I had the pleasure of meeting you and your mother during the Philadelphia Trans Health Conference back in June. She has expressed her concerns to me that you’ve been a little down lately because when you see these numerous social media lists compiled of transgender leaders, advocates and history makers, there are far too often those times when those lists don’t have people on them who reflect your ethnic heritage.
Your mom is concerned that you have expressed the sentiment that if you wish to be an advocate for this community, you need to be a pretty white girl to do so. That’s alarming and a problem for me and every African-American trans person who has been on the front lines of this movement for decades to make the world better for you to grow up in just as it is a concern for your mother..
It’s also one of the reasons why I founded TransGriot ten years ago so that young trans kids like yourself and our allies know beyond a shadow of a doubt that people like us were not only saying it loud we were Black and proud, we are also proud unapologetically Black trans people who made major contributions to building this trans movement and making trans history.
We Black trans people have been a major part of this trans rights movement ever since it kicked off with a Black trans woman by the name of Marsha P. Johnson throwing the shot glass that started the Stonewall Riots and Miss Major Griffin-Gracy being there as it happened. Marsha stood side by side with Sylvia Rivera as early leaders standing up for the rights of trans people as that nascent TBLG rights movement took shape.

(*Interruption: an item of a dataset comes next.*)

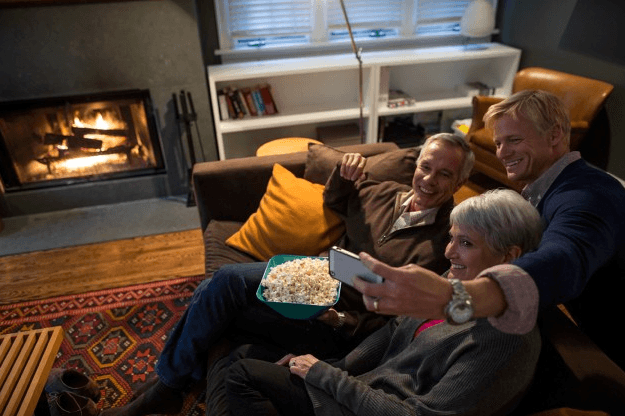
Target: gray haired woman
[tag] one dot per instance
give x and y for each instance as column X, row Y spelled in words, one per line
column 413, row 366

Just four years before that in April-May 1965, it was gender variant kids like you who told the owners of Dewey’s Lunch Counter in Philly in a sit in and protestthat lasted several days they wouldn’t accept being treated like second class citizens.
One of the people who helped found GenderPac, that organized several Washington DC lobby days in the 90’s was a Philadelphia based Black trans woman named Dionne Stallworth. You have trailblazing Black trans feminine leaders who are history makers themselves in Dawn Wilson and Marisa Richmondbased in Louisville and Nashville, and Lorrainne Sade Baskerville who was handling her human rights business on behalf of our community in Chicago.
And that’s even before I talk about some of your trans masculine uncles who paved the way, blazed trails and helped pass trans rights legislation like Marcelle Cook-Daniels, Alexander John Goodrum, and Kylar Broadus. Trans men are still making major contributions to our leadership ranks today like Carter Brown, Jevon Martin, Diwa Cain, Joshua Holiday, Vann Millhouse, Mister Cris, BT in the Atlanta area, and Dr Kortney Ziegler just to name a few.
Even our trans cousins on the African continent and in the Caribbean like Audrey Mbugua of Kenya and Ashily Dior, and Tru Wilson in Canada have been fighting in their various nations across the Diaspora to advance the human rights of trans people in their respective nations and worldwide.
A certain blogger you met in Philadelphia also has done her share over the last 18 years to advance the human rights of our community in her home state of Texas and beyond, but that’s a story I can tell you the next time we spend quality time together.
We also have some amazing Black trans people blazing trails today in various fields like Janet Mock, Laverne Cox, Tona Brown ,Valerie Spencer. Tracee McDaniel, Andrea Jenkins, Kim Watson, Cheryl Courtney- Evans and emerging trans feminine leaders like Raquel Willis, Tiommi Luckett, Bryanna Jenkins, Elle Hearns, Sharron Cooks, La La Zannell, Monica Jones, CeCe McDonald, and Precious Brady Davis just to name a few.
So my dearest Trinity, if you are wishing to contribute to advancing the human rights of our community, know this from me and all your Black trans elders that you have a proud history and legacy of leadership to build upon, and plenty of trans aunts and uncles who stand ready to help you become the best advocate for our community you can be if that is what you wish to do.